Maher Abbas

Personal information
- Born: 22 April 1966 (age 60) Beirut, Lebanon
- Education: Mankato State University Emory University Stanford University
- Height: 178 cm (5 ft 10 in)
- Weight: 78 kg (172 lb)

Sport
- Country: Lebanon
- Sport: Athletics
- Events: 400 metres, 800 metres

= Maher Abbas =

Lebanese middle-distance runner (born 1966)

Maher Aref Abbas (ماهر عارف عباس; born 22 April 1966) is a Lebanese-American colorectal surgeon and former athlete. From Beirut, he was a standout athlete growing up in Lebanon, setting several under-18 national records. He moved to the U.S. in the mid-1980s where he attended Emory University and competed in track, serving as team captain. He represented Lebanon at the 1988 Summer Olympics in the men's 400m and 800m. After his sports career, he graduated from Stanford University with a medical degree and became a colorectal surgeon. He has authored over 150 scientific articles, served on the editorial boards for several journals, and performed over 20,000 operations.

==Life and career==
Maher Aref Abbas was born on 22 April 1966 and grew up in Beirut, Lebanon. He grew up playing basketball before switching to track and field. He later said regarding his switch, "I was a valuable player because of my stamina. I could always keep running. But I got frustrated because referees were easy to bribe. If you weren't playing at your own high school, the calls were going to go against you. I wanted to do something on my own. Track was the best thing." Abbas became one of Lebanon's top athletes, setting the national U18 records in the 800, 1500 and 3000 metres. He was considered a top prospect to represent Lebanon at the 1984 Summer Olympics in the 400m and 800m, though was unable to participate after suffering severe injuries in a motorcycle accident including broken bones in his back and legs and torn ligaments in his leg. Later, he was accepted to the American University of Beirut, but chose to immigrate to the United States in 1985 to escape the Lebanese Civil War and the fanaticism of the university's students.
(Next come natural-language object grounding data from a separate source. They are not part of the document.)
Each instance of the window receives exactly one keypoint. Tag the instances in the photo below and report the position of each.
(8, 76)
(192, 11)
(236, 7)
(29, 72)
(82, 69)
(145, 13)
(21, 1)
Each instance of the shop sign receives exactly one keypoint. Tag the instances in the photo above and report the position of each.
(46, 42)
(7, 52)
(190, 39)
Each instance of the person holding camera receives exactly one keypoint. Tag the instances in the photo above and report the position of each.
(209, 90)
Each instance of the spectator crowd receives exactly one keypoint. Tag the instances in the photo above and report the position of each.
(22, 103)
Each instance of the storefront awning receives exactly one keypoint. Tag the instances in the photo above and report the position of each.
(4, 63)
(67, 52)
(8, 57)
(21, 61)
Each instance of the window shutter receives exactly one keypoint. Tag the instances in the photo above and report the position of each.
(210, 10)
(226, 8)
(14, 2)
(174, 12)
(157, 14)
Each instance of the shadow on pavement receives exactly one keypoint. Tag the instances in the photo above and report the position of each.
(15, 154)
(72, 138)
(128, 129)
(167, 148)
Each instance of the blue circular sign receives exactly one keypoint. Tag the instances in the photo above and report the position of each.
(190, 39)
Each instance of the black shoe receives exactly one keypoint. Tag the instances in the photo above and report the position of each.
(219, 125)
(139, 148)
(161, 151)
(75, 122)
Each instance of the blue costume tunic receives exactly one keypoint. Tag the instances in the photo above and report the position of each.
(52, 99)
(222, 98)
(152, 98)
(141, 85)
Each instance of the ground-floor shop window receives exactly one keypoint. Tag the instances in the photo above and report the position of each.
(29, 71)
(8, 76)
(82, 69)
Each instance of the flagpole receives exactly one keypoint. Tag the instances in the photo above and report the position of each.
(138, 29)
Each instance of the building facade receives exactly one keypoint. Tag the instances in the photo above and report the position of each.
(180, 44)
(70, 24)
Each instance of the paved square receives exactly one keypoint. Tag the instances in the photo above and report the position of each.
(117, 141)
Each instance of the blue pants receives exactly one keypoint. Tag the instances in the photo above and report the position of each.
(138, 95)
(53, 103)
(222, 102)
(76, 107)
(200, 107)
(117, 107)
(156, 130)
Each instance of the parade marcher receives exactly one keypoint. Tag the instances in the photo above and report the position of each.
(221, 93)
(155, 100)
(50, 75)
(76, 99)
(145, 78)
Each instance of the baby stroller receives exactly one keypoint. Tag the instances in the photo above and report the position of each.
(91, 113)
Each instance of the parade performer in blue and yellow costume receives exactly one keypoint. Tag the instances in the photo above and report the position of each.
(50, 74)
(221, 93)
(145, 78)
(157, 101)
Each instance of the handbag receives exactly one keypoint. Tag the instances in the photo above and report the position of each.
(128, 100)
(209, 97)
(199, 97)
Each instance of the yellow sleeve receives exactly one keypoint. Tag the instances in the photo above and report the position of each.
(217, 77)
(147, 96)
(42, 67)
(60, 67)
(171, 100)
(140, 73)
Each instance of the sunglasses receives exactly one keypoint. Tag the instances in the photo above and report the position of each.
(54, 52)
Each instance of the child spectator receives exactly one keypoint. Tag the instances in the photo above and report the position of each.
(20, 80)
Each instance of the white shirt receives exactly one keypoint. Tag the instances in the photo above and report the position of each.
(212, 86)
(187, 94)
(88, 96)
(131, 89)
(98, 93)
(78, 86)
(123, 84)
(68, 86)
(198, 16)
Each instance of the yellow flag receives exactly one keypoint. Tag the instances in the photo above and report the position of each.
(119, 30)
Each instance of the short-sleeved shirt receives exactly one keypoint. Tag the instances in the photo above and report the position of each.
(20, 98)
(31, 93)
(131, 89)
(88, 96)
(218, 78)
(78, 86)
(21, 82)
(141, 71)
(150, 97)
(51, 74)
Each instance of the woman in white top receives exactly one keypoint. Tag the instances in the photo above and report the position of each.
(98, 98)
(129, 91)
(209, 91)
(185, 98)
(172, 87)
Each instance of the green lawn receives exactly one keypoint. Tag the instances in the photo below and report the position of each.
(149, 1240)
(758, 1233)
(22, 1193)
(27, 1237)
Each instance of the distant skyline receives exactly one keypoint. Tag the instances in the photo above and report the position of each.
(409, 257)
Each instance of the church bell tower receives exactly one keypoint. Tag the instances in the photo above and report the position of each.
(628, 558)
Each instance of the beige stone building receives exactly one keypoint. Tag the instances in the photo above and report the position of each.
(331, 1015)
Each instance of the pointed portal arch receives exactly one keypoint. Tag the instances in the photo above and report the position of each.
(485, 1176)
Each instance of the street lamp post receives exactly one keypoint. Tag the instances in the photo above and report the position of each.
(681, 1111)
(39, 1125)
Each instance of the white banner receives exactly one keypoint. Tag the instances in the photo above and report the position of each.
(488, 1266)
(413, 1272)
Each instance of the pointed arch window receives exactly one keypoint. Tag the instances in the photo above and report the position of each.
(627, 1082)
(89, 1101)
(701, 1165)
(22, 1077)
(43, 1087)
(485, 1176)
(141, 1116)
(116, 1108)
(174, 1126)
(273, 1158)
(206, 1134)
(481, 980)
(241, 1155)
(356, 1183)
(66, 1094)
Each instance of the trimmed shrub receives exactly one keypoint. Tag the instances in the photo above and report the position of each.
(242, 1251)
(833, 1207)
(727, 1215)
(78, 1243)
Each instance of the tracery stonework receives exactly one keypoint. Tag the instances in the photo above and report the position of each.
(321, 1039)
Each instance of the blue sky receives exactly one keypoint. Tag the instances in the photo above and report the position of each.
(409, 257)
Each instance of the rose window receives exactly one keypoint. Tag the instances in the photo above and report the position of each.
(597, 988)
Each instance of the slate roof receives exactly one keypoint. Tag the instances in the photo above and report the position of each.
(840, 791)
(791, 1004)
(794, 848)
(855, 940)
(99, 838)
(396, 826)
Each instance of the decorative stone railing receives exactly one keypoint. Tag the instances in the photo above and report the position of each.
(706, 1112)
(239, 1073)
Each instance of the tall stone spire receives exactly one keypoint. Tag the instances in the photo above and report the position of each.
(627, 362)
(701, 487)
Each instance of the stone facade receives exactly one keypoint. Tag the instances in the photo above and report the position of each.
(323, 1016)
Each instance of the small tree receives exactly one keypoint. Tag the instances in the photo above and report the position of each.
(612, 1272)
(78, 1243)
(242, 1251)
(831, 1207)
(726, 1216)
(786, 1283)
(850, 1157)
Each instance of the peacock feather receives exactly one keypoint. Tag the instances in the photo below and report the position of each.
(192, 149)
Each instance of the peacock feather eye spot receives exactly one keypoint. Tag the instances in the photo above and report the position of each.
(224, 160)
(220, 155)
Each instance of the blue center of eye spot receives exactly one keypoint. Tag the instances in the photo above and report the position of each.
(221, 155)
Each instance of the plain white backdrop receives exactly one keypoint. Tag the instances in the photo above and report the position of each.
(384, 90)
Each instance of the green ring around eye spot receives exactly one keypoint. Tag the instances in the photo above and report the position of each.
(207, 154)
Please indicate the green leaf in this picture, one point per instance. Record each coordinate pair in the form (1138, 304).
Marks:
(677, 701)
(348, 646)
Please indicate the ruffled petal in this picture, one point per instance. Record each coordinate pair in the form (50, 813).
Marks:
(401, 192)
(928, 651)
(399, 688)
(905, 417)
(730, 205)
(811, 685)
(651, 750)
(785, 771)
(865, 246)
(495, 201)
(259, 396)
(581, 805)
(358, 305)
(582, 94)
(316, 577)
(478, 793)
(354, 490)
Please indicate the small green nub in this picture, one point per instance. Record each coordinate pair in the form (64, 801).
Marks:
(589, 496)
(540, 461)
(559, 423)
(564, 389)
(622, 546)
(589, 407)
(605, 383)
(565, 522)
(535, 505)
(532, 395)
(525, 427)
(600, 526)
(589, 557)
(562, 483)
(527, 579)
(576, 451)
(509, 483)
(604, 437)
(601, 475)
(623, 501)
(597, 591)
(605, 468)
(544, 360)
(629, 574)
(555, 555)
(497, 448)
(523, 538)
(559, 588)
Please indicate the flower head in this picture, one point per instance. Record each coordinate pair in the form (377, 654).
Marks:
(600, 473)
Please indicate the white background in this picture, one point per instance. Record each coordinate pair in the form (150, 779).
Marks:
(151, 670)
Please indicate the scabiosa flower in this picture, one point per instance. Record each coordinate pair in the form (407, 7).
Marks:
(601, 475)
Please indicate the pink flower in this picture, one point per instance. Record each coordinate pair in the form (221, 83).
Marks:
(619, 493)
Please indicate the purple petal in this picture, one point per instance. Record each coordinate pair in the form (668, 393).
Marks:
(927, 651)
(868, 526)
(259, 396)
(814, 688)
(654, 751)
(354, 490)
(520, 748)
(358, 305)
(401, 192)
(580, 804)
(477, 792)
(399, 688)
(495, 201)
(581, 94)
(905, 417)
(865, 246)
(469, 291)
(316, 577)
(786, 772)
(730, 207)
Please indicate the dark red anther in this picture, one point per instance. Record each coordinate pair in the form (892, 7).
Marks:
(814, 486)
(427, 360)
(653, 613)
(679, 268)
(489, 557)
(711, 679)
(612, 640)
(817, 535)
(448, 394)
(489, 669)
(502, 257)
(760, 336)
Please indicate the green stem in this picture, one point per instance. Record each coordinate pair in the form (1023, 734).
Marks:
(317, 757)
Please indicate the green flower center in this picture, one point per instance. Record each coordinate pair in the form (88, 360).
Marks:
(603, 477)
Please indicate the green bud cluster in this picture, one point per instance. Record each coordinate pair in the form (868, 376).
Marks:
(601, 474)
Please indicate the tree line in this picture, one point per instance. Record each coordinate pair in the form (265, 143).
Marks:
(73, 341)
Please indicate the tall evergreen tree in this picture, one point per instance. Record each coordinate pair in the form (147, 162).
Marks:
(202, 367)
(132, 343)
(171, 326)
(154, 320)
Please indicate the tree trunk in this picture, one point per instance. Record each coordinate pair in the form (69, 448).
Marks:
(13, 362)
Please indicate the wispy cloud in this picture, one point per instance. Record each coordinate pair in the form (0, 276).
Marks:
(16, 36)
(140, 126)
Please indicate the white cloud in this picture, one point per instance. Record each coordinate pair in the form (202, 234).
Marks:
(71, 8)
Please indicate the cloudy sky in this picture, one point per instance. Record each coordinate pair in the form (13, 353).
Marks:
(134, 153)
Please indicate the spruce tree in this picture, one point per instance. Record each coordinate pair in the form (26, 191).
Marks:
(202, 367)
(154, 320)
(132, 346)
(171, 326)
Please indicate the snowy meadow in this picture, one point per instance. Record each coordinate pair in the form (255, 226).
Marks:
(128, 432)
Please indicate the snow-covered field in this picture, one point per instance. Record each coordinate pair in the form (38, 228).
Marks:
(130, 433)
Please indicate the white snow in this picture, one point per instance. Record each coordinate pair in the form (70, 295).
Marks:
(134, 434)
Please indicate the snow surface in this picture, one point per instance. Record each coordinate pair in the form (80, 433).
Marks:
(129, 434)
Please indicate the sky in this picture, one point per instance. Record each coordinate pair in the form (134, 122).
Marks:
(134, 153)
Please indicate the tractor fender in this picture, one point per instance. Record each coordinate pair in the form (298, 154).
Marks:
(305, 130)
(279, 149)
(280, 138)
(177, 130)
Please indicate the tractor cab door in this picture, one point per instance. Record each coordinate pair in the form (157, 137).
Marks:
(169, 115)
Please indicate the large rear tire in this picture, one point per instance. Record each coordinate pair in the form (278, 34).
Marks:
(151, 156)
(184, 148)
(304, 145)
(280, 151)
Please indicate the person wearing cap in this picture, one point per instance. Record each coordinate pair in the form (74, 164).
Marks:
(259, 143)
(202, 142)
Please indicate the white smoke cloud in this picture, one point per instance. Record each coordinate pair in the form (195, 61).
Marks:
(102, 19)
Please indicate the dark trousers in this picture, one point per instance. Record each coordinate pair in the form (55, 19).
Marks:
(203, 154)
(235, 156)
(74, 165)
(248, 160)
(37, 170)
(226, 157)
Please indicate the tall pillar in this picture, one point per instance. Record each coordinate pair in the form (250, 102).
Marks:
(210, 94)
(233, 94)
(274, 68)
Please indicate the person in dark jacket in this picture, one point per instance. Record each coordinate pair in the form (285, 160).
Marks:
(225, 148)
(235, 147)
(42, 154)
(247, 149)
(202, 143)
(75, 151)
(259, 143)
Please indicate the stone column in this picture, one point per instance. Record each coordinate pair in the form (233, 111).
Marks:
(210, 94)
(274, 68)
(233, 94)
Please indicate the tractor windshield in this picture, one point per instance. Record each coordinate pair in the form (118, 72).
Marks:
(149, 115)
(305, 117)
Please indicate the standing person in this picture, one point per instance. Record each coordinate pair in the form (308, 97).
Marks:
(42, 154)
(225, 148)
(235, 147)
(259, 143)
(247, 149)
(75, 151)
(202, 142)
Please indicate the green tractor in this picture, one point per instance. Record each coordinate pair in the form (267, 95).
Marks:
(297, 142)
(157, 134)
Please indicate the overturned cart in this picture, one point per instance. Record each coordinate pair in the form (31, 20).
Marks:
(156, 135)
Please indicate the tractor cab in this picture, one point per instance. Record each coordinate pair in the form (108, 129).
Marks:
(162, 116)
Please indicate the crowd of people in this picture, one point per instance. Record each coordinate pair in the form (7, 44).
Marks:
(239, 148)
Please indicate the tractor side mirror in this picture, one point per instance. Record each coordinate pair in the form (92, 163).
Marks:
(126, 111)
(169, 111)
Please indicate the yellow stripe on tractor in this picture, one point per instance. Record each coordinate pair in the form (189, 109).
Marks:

In the U.S., Abbas attended Mankato State University in Minnesota from 1985 to 1986 before transferring to Emory University in Georgia. At Emory, he studied biology and chemistry and competed for the school's track team. He worked at the school's Yerkes National Primate Research Center, assisting in behavioral studies for monkeys. In 1987, he was named all-region after helping Emory to a regional National Collegiate Athletic Association (NCAA) championship in cross country running; he went on to compete at the NCAA Division III men's cross country championships where he finished 149th. He set school records in the 4 × 400 metres relay, distance medley relay, 4 × 800 metres relay, and the indoor mile run. Abbas was named the co-team captain and the school's most improved runner. Having no personal coach, he designed his own training program at Emory that included two to three hours of training per day and swimming three days a week.

Early in 1988, Emory's athletics department contacted the Lebanese Track and Field Federation regarding Abbas's track accomplishments. The federation verified his times and later selected him to compete at the 1988 Summer Olympics for Lebanon. He became the first Olympian from Emory and was also the only person on the 12-member Lebanon Olympic team to be based outside of the country. At the Olympics, he competed in the men's 400m and 800m. In the 400m, he finished seventh in his heat with a time of 51.29 and failed to advance. In the 800m, he also placed seventh in his heat and failed to advance, recording a time of 1:53.76. In his career, Abbas's best time in the 400m was 51.29 seconds and his best in the 800m was 1:53.76. He stood at 178 cm and weighed 78 kg during his career.

After graduating from Emory University, Abbas studied at Stanford University, receiving a medical degree, and then finished surgical training at Mayo Clinic. After this, he completed a colorectal surgery fellowship at Cleveland Clinic in Florida. He worked at Kaiser Permanente in Los Angeles, California, serving as founding chair of robotic and minimally invasive surgery as well as regional chief of colon and rectal surgery for the Southern California Permanente Medical Group. In 2013, he became the founding chair of the digestive disease institute at the Cleveland Clinic location in Abu Dhabi, United Arab Emirates. He then moved to Dubai in 2017 where he specializes in colon and rectal surgery. Abbas has served as an associate professor of surgery at the University of California, Los Angeles and at the University of California, Irvine. He was also a full professor of surgery for the Cleveland Clinic Lerner College of Medicine.

In his career as a surgeon, Abbas has performed over 20,000 operations and written over 150 scientific articles and books. He has been on the editorial boards for several journals and has served as an associate editor of the journal Diseases of the Colon & Rectum, the official publication of the American Society of Colon and Rectal Surgeons, for over a decade. Abbas serves on the oral and written examination committees for the American Board of Colon and Rectal Surgery, where he is a senior examiner. He has received several awards, including selection to America's Top Surgeons and the Los Angeles magazine list of Top Doctors.